Gleichzeitig wenden sie den Kopf zum Backblech, und weil sie ihn dort nicht sehen, spürt Alphonse fast so etwas wie Erleichterung – und sei es auch eine, die Gänsehaut nicht ausschließt –, als er das Körperteil unter seinem Schuh entdeckt. Gerade noch kann er sich zurückhalten, sein Gewicht auf den Fuß zu verlagern. Er hebt sein Bein wieder an, als sei er auf eine Landmine getreten. Die äußerste Hilflosigkeit eines abgetrennten Körperteils, das Unwirkliche daran. Er hebt es mit einer Papierserviette vom Boden auf. Es ist das dritte Mal, dass er so etwas sieht, in den beiden anderen Fällen ging es auch um Finger. Er erinnert sich an einen Unfall mit einer elektrischen Säge in einem Bauunternehmen, bei dem er gearbeitet hat; der Finger stand aufrecht auf dem Boden, als würde jemand aus dem unteren Stockwerk durch die Decke zeigen. Und vor längerer Zeit war es die Zeigefingerkuppe von Aline, seiner Schwester, die in der Küche geholfen hatte, mit einem Messer, das viel zu groß für sie war.

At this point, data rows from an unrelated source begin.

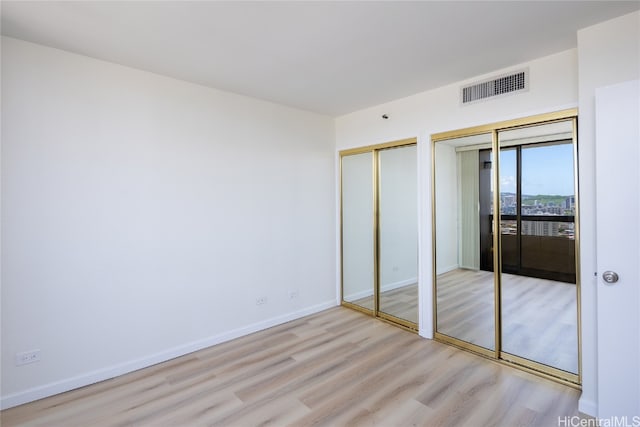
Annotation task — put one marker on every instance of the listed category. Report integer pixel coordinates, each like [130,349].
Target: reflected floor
[400,302]
[539,317]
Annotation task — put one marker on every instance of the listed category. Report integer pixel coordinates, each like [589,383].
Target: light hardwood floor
[539,317]
[400,302]
[336,368]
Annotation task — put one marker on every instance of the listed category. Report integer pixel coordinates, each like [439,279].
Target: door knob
[610,277]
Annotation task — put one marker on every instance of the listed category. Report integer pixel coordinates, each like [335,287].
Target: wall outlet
[27,357]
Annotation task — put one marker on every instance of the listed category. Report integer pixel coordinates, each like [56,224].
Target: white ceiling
[328,57]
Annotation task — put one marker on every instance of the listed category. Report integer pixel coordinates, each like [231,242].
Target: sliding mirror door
[398,233]
[538,246]
[379,226]
[464,281]
[506,247]
[358,273]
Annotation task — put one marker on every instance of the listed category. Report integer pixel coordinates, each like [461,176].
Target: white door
[618,250]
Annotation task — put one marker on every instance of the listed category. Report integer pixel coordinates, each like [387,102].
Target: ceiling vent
[496,86]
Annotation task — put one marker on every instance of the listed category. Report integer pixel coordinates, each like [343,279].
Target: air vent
[510,83]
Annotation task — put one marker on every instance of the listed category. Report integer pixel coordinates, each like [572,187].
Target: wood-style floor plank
[335,368]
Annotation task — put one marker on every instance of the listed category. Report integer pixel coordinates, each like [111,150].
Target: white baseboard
[588,407]
[93,377]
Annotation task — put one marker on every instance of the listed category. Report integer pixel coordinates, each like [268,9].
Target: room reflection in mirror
[398,232]
[538,244]
[465,303]
[357,230]
[506,235]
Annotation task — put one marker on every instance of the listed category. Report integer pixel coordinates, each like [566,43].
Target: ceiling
[327,57]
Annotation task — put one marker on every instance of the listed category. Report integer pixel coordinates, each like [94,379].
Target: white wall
[142,216]
[608,53]
[553,86]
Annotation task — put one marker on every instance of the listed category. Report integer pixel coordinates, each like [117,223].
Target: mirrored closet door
[505,208]
[379,224]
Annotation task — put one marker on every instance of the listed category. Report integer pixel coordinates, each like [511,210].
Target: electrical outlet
[27,357]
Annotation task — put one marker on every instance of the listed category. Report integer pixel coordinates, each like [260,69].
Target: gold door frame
[375,150]
[497,354]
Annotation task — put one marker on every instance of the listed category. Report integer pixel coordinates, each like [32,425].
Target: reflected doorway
[505,242]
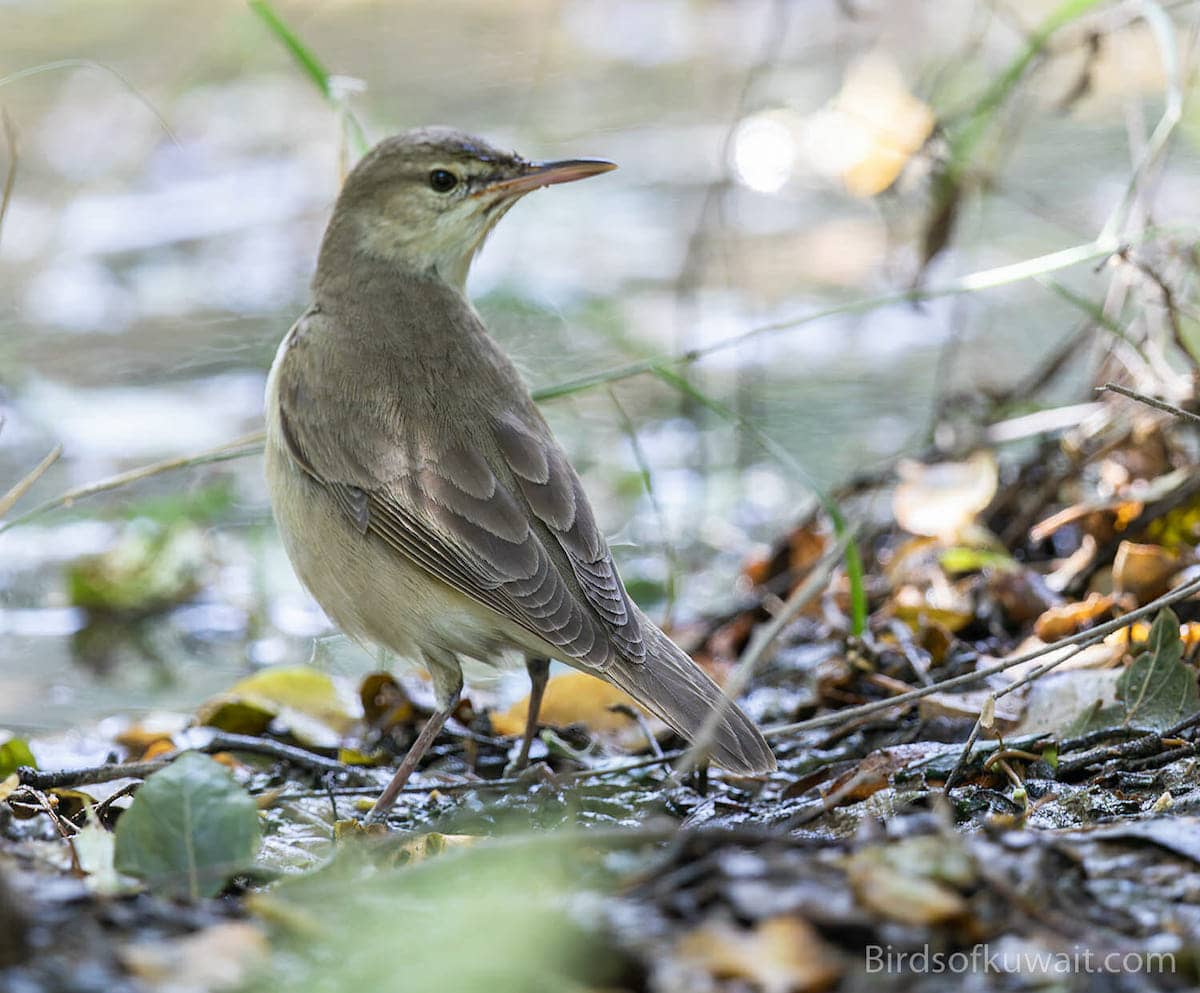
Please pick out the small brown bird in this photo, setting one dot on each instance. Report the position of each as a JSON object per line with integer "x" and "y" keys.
{"x": 419, "y": 492}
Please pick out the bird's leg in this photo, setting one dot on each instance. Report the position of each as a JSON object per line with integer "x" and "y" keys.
{"x": 448, "y": 684}
{"x": 539, "y": 672}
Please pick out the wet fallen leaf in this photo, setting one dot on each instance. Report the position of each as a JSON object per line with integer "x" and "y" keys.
{"x": 870, "y": 131}
{"x": 1158, "y": 690}
{"x": 906, "y": 880}
{"x": 190, "y": 829}
{"x": 1071, "y": 618}
{"x": 779, "y": 955}
{"x": 417, "y": 849}
{"x": 305, "y": 700}
{"x": 384, "y": 702}
{"x": 943, "y": 607}
{"x": 219, "y": 957}
{"x": 1145, "y": 570}
{"x": 574, "y": 698}
{"x": 1067, "y": 699}
{"x": 940, "y": 500}
{"x": 94, "y": 848}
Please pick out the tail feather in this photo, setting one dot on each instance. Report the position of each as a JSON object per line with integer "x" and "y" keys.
{"x": 677, "y": 691}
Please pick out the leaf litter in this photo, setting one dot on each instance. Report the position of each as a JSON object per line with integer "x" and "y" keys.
{"x": 997, "y": 769}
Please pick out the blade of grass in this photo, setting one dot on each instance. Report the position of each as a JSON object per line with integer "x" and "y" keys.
{"x": 249, "y": 444}
{"x": 981, "y": 280}
{"x": 973, "y": 282}
{"x": 852, "y": 558}
{"x": 313, "y": 68}
{"x": 69, "y": 64}
{"x": 967, "y": 137}
{"x": 10, "y": 180}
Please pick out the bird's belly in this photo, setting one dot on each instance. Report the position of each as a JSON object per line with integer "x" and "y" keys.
{"x": 369, "y": 590}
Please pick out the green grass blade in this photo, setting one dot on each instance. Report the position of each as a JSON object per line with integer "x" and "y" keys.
{"x": 304, "y": 55}
{"x": 313, "y": 68}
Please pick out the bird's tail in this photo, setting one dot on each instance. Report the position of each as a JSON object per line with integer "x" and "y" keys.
{"x": 677, "y": 691}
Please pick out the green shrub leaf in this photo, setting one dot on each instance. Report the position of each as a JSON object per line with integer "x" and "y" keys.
{"x": 1158, "y": 690}
{"x": 190, "y": 829}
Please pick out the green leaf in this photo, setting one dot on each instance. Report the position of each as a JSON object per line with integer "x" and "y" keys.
{"x": 190, "y": 829}
{"x": 1158, "y": 690}
{"x": 15, "y": 753}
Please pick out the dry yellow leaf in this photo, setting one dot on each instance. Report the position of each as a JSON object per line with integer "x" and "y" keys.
{"x": 899, "y": 895}
{"x": 1068, "y": 618}
{"x": 219, "y": 957}
{"x": 780, "y": 955}
{"x": 870, "y": 131}
{"x": 573, "y": 698}
{"x": 942, "y": 499}
{"x": 1144, "y": 570}
{"x": 313, "y": 708}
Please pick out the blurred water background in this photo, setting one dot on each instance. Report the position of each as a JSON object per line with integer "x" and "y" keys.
{"x": 177, "y": 169}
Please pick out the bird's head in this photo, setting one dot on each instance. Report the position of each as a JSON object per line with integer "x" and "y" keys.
{"x": 426, "y": 199}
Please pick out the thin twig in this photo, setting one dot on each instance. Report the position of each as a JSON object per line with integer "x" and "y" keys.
{"x": 763, "y": 638}
{"x": 966, "y": 679}
{"x": 1169, "y": 408}
{"x": 10, "y": 180}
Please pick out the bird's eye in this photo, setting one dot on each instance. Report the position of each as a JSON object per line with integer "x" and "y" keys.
{"x": 443, "y": 180}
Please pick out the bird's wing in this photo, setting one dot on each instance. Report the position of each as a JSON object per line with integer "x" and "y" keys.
{"x": 504, "y": 523}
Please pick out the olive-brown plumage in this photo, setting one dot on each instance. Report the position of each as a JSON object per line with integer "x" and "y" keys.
{"x": 419, "y": 492}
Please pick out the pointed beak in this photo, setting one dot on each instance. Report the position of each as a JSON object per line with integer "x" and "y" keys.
{"x": 537, "y": 174}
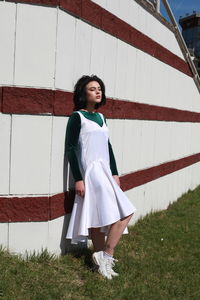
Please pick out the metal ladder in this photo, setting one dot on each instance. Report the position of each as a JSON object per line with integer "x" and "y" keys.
{"x": 182, "y": 44}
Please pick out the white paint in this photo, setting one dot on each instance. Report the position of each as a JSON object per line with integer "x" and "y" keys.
{"x": 82, "y": 51}
{"x": 5, "y": 126}
{"x": 7, "y": 37}
{"x": 30, "y": 154}
{"x": 4, "y": 235}
{"x": 98, "y": 52}
{"x": 109, "y": 77}
{"x": 136, "y": 16}
{"x": 57, "y": 184}
{"x": 35, "y": 46}
{"x": 65, "y": 51}
{"x": 30, "y": 237}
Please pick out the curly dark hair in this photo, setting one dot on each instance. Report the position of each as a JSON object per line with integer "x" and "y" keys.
{"x": 79, "y": 97}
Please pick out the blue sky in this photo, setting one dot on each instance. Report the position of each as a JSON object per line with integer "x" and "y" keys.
{"x": 181, "y": 7}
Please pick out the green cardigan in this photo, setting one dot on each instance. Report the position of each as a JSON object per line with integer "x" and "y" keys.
{"x": 72, "y": 136}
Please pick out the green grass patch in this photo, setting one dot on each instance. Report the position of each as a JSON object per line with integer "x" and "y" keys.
{"x": 158, "y": 259}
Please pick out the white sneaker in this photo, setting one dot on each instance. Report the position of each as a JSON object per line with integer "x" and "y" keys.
{"x": 112, "y": 262}
{"x": 104, "y": 264}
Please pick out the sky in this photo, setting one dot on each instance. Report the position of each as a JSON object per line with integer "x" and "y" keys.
{"x": 181, "y": 7}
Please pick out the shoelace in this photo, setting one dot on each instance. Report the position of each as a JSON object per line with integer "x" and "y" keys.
{"x": 110, "y": 264}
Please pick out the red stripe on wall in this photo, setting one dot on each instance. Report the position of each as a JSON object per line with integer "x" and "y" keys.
{"x": 59, "y": 103}
{"x": 38, "y": 209}
{"x": 104, "y": 20}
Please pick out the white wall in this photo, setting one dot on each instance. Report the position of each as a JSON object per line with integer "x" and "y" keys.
{"x": 53, "y": 53}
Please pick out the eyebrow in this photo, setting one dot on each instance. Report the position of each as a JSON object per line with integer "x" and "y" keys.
{"x": 94, "y": 87}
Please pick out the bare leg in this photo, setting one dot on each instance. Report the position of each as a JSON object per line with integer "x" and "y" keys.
{"x": 114, "y": 235}
{"x": 98, "y": 239}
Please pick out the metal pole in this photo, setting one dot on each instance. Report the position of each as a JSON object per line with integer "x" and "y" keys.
{"x": 158, "y": 6}
{"x": 182, "y": 44}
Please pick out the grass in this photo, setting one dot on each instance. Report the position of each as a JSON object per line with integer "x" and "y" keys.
{"x": 159, "y": 259}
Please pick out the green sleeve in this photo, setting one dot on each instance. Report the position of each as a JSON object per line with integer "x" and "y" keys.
{"x": 113, "y": 165}
{"x": 72, "y": 136}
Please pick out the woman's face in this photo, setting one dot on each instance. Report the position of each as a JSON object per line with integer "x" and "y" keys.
{"x": 93, "y": 93}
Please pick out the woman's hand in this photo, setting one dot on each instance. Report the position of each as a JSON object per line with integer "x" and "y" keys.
{"x": 116, "y": 177}
{"x": 80, "y": 188}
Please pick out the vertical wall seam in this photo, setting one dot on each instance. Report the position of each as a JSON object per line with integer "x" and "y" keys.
{"x": 15, "y": 42}
{"x": 56, "y": 45}
{"x": 10, "y": 154}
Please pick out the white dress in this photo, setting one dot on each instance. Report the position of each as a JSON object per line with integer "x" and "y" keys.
{"x": 104, "y": 202}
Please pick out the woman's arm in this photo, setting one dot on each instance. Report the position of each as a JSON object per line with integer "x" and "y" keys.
{"x": 72, "y": 136}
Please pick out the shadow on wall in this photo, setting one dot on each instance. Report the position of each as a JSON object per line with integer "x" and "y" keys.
{"x": 68, "y": 189}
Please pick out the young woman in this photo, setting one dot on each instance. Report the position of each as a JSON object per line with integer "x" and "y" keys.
{"x": 100, "y": 208}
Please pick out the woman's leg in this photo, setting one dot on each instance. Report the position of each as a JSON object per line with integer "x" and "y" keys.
{"x": 114, "y": 234}
{"x": 98, "y": 239}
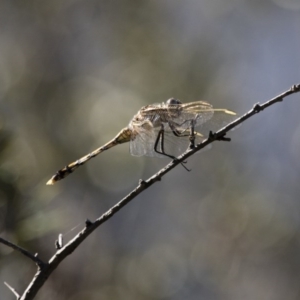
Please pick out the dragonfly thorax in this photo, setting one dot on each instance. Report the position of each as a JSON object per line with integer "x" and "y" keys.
{"x": 173, "y": 101}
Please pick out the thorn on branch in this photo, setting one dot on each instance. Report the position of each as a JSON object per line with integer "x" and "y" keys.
{"x": 142, "y": 182}
{"x": 295, "y": 88}
{"x": 59, "y": 242}
{"x": 13, "y": 290}
{"x": 88, "y": 223}
{"x": 213, "y": 136}
{"x": 257, "y": 108}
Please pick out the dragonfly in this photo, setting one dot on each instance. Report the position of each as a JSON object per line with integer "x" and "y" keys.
{"x": 159, "y": 130}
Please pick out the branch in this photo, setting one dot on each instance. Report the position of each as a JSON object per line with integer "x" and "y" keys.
{"x": 35, "y": 258}
{"x": 43, "y": 273}
{"x": 13, "y": 290}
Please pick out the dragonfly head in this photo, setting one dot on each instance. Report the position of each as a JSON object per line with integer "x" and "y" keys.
{"x": 173, "y": 101}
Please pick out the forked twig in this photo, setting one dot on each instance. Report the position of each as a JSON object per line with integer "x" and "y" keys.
{"x": 43, "y": 273}
{"x": 34, "y": 258}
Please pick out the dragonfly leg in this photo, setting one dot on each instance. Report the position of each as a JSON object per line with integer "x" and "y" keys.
{"x": 160, "y": 138}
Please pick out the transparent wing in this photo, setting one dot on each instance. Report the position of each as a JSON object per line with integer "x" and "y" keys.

Der dumpfe Aufprall des bewusstlos zusammensackenden Mannes vertreibt die Erinnerungen. Er liegt in einer seltsamen, krummen Haltung auf den bespritzten Fliesen. Das Einzige, was sich an ihm bewegt, ist das Blut, das aus der Wunde strömt. Mit einer Hand legt Alphonse die schweren Füße auf eine umgedrehte Plastikschüssel, danach macht er sich auf die Suche nach einem Tiefkühlschrank. Die meisten Schubladen sind mit Eis überfroren, die erste, die er nach ein wenig Rütteln und Ziehen losbekommt, ist gefüllt mit äußerst detaillierten Eisskulpturen, Figuren in der Größe von Playmobilmännchen, ein Wikinger, ein König, ein orientalischer Krieger, alle mit demselben Gesicht. Es muss das besondere Gesicht des Besitzers sein, des jungen Mannes auf dem Fußboden. Alphonse hat nicht die Zeit, sich das näher anzuschauen, will den Fund nicht für das Stillen der Wunde verwenden. Eine Schublade höher findet er gewöhnliche Eiswürfel.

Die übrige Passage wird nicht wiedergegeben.